7 Social Media Mistakes Not to Make Before, During and After Your Wedding
Since we live in an age of Instagram stories, status updates and Snapchat filters, it's important to take some extra precautions during wedding planning to avoid spoiling wedding-related surprises, hurting anyone's feelings and so on. (With more social media power comes more responsibility, of course.)
From posting awkward, unecessary details to spending your reception scrolling, these are all the digital faux pas you should avoid before, during and after your wedding.
Mistake #1: Announcing your engagement on social media before calling your family and closest friends.
This should go without saying, but your close friends and family members will want to hear it straight from you first. A Facebook or Instagram post might be the most efficient way to announce your engagement, but it's not the most personal. You know which friends and family members would appreciate to hear the news directly from you. Plus, it's likely that older family members (like your grandparents) don't have social media accounts and could miss the message altogether.
Mistake #2: Posting nitty-gritty details about your ring.
Post all the ring selfies you want (everyone can't wait to see!) but no one needs to know about cost and carat. After you post your "engaged" status, your friends and family will be dying to find out what the ring looks like, so indulge them with a photo (you may want to prep with a manicure first). It's not bragging to share a pic with the exciting news. Leave out the other details, because how much it cost isn't anyone else's business—the point is that it symbolizes the commitment you're making. Everyone's going to be checking out your hand for the first few months anyway, so make it easy for friends and family to admire from afar.
Mistake #3: Forgoing traditional paper invites for the main event.
Email (and even Facebook event) invites are totally okay for pre- and postwedding parties, but paper invites are the way to go for the actual wedding day. In today's technology-based world, where your guests receive hundreds of notifications a day, a physical invite has become so much more special. That doesn't mean you have to go over-the-top with an invite that sings and shoots confetti. Simple card stock and laser printing will do the trick. A paperless invite for the rehearsal dinner or morning-after brunch is a great option (especially if you want to cut down on stationery costs). Just because the invites are electronic doesn't mean they can't have style or personality. There are plenty of sites that let you customize e-invites so they look beautiful and unique.
Mistake #4: Venting about wedding stressors on your social media channels.
Not only should you avoid posting your wedding website on social media, but you should also keep your public posts as positive as possible. (As in, confront any issues directly and privately via phone, email or in person.) We know—probably more than anyone else—that can be stressful at times. But before you post that status venting about all the guests who RSVP'd for too many people or complaining about your future mother-in-law-zilla, pause for a second and think. Posting something negative about your wedding (even if you don't call out a person specifically) will only lead to hurt feelings and tension. Instead, politely address each situation directly as it comes your way. That means picking up the phone and explaining to your guest that you don't have enough room for all the extras, and asking your partner to have a conversation with their mom. Trust us, the other route will only create animosity around your wedding.

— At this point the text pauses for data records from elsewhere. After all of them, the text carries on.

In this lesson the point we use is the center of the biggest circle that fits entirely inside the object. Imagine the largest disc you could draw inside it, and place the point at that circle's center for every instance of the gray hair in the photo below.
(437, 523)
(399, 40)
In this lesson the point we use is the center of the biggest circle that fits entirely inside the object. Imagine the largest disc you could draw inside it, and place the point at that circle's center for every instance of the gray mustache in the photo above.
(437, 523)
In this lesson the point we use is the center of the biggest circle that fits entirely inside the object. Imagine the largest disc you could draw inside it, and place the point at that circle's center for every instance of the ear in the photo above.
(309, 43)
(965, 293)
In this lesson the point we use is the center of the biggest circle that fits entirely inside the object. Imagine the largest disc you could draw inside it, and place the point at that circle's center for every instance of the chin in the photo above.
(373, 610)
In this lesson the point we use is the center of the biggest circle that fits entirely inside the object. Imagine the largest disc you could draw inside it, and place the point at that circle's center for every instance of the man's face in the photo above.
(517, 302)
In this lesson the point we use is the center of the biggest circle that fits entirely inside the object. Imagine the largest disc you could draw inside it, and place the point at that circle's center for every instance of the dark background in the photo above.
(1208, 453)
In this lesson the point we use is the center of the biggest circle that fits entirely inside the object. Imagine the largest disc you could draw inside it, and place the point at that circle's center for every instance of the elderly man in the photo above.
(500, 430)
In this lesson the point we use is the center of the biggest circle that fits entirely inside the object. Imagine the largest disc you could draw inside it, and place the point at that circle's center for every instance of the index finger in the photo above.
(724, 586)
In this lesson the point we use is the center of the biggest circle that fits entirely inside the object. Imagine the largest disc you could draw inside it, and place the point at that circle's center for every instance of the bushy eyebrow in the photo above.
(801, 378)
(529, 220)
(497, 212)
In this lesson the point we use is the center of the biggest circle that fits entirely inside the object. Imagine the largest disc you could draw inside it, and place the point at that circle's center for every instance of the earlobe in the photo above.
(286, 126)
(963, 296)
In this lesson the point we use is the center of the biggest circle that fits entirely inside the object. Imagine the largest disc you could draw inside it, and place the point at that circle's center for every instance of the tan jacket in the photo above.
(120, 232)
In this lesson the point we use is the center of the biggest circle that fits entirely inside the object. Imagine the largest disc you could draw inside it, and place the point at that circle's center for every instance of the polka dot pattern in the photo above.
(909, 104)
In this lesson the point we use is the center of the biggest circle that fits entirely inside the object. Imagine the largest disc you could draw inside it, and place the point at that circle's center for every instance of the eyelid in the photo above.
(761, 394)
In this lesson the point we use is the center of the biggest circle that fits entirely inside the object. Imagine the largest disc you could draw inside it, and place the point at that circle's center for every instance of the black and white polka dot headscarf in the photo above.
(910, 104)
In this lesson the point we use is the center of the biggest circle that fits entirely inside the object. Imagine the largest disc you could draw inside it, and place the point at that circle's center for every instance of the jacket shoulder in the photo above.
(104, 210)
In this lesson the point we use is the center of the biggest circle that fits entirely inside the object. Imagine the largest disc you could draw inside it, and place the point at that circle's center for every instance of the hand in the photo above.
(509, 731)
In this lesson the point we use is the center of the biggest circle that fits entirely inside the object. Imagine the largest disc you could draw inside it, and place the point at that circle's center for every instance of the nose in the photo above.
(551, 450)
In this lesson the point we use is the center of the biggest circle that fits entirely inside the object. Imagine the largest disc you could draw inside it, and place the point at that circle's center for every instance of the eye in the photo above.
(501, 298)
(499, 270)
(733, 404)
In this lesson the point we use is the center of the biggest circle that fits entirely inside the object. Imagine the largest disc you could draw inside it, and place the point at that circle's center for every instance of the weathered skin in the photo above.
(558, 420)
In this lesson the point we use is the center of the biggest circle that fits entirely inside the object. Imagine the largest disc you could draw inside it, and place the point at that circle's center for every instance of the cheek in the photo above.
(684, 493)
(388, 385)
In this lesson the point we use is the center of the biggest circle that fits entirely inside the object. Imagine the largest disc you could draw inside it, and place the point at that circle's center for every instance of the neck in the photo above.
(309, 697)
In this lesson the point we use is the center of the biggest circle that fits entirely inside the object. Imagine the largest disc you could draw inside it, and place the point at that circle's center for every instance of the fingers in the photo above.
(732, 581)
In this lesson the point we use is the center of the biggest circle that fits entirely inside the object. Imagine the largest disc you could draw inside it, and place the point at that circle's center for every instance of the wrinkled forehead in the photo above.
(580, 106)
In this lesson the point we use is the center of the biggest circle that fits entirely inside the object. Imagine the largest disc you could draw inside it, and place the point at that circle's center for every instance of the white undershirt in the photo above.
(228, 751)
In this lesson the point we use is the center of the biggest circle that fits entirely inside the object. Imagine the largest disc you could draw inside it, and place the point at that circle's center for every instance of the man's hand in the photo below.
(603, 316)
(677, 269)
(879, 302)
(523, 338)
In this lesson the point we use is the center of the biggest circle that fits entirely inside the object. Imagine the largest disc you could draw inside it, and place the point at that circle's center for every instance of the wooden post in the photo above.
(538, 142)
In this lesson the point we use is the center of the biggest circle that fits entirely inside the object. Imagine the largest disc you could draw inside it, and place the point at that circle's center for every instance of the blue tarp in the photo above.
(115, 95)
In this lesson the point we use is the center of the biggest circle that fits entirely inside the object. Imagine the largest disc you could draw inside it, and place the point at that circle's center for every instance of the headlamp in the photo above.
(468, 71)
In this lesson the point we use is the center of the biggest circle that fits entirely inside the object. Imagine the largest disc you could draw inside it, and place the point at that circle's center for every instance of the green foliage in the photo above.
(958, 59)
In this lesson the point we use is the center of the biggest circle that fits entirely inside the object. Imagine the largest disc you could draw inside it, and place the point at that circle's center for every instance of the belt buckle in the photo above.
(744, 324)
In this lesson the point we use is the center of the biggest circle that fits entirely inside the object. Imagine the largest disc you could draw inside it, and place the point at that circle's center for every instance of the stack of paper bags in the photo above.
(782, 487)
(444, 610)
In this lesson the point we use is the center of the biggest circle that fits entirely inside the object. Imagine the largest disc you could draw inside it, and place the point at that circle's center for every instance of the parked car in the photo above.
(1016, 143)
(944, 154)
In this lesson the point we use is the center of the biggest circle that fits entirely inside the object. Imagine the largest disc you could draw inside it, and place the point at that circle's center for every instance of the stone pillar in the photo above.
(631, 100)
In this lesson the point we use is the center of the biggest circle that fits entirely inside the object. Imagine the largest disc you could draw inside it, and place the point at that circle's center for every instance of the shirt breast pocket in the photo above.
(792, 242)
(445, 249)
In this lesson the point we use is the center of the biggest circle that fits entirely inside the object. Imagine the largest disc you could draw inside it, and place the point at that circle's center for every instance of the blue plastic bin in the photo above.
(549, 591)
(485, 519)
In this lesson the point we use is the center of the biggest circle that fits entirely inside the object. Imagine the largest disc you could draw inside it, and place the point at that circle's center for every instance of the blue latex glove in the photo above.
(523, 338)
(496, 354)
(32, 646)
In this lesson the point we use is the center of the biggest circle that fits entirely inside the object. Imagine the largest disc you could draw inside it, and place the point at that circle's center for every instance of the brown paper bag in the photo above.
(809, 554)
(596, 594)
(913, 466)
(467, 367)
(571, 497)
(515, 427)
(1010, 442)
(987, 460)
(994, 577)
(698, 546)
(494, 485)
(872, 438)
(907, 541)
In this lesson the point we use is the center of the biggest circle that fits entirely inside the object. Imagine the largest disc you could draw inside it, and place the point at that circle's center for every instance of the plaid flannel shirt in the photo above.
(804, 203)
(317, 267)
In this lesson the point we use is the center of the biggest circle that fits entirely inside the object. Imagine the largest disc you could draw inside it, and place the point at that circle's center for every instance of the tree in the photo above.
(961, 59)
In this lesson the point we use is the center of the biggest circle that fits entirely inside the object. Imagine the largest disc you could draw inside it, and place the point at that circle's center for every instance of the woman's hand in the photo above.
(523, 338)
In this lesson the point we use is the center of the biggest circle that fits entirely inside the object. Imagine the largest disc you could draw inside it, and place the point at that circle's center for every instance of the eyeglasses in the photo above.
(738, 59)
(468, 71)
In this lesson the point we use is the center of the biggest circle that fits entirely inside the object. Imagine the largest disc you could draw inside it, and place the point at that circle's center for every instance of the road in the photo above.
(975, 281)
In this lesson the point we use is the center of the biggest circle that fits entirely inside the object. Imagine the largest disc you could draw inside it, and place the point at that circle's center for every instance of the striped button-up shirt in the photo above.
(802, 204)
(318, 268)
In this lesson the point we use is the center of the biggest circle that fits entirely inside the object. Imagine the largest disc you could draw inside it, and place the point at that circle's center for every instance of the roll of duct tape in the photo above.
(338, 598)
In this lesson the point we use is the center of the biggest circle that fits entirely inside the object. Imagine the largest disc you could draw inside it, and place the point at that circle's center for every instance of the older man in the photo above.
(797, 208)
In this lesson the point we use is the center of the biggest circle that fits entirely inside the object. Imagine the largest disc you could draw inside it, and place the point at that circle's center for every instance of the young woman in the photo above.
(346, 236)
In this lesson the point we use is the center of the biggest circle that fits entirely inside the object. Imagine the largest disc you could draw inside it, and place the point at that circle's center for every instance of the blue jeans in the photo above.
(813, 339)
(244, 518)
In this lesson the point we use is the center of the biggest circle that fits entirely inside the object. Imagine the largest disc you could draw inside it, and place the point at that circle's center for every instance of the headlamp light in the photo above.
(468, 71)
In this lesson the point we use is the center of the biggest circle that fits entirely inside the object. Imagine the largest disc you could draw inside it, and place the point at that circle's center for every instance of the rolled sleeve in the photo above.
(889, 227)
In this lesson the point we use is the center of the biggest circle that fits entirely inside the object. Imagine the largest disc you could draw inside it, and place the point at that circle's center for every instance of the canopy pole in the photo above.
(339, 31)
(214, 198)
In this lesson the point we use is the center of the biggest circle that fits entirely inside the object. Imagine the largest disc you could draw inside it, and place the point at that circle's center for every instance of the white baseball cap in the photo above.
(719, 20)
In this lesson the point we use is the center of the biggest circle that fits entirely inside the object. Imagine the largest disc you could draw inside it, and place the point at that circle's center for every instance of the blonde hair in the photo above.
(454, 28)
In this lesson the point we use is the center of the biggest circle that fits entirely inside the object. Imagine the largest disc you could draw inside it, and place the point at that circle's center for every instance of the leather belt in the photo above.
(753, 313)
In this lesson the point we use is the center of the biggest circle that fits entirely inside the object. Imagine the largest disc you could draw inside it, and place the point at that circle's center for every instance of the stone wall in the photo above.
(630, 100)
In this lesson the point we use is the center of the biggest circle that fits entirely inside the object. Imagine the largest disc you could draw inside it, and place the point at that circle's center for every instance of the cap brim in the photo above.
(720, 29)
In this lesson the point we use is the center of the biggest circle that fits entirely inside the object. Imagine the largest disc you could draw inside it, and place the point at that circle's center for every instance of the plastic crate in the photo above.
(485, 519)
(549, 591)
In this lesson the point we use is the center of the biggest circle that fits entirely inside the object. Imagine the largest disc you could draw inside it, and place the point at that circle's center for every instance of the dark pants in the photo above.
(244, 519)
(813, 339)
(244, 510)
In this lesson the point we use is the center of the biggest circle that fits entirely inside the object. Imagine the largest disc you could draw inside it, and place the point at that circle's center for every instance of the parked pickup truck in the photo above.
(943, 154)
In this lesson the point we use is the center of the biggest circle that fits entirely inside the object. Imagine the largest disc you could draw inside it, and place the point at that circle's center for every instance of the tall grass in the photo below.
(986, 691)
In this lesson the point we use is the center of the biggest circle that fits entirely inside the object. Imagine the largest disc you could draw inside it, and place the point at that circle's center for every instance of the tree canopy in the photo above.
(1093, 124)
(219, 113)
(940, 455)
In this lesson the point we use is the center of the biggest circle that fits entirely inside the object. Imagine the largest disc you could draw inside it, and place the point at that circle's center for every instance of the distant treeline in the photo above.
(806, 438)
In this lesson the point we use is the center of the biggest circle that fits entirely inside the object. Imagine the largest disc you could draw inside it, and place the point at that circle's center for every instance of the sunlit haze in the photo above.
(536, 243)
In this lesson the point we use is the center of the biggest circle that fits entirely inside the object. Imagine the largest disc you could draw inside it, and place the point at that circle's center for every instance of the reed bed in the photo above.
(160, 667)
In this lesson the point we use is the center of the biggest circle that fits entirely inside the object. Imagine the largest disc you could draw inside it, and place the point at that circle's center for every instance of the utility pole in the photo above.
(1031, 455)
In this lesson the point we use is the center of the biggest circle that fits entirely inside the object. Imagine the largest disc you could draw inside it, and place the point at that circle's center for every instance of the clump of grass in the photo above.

Mistake #5: Forgetting to spread the word about photo-sharing opportunities, hashtags and filters.
You should totally encourage your guests to download our photo-sharing app for a live-feed of every single photo taken at your event. And remember, you're only a hashtag away from a successful feed of photos—inspire your guests to use it. We've gotten to the point where almost everyone (except maybe some older relatives) are familiar with hashtags and know how to use them, so you shouldn't feel weird about putting it out there. Think of ideas to tie it into your paper elements in a pretty or witty way—on your wedding website or even on your wedding invitations. Don't hesitate to ask guests to share photos of themselves as they prep for your wedding—and make sure to set up materials like table tents or cards that encourage guests to use that fancy Geofilter you designed.
Mistake #6: Spending your wedding day on your phone.
Enjoy your day and stay off your phone while still keeping everyone updated. Your wedding day will fly by, and if you're on your phone the whole time, you'll miss out on what's important. Focus on the guests who have come to celebrate with you, instead of everyone in your social media circles. You can always designate an official "head of communications" to send out necessary emails and updates—it could be another bridesmaid who isn't your maid of honor (she'll have plenty of responsibilities already) or you can even hire someone to keep your social networks updated throughout your reception (hello, selfies, Instagram stories and Snapchats) so you won't have to.
Mistake #7: Failing to remind your guests to not post photos before you do.
If you want to be the first to post a picture from your wedding day, simply request your guests not to post photos before you do. It's great that they want to show what an amazing wedding you threw and Instagram the cake and flowers. But it's totally okay if you want to wait to share photographic details of the wedding until you have photos from you professional photographer. If you opt for an unplugged wedding, your guests should respect your choice.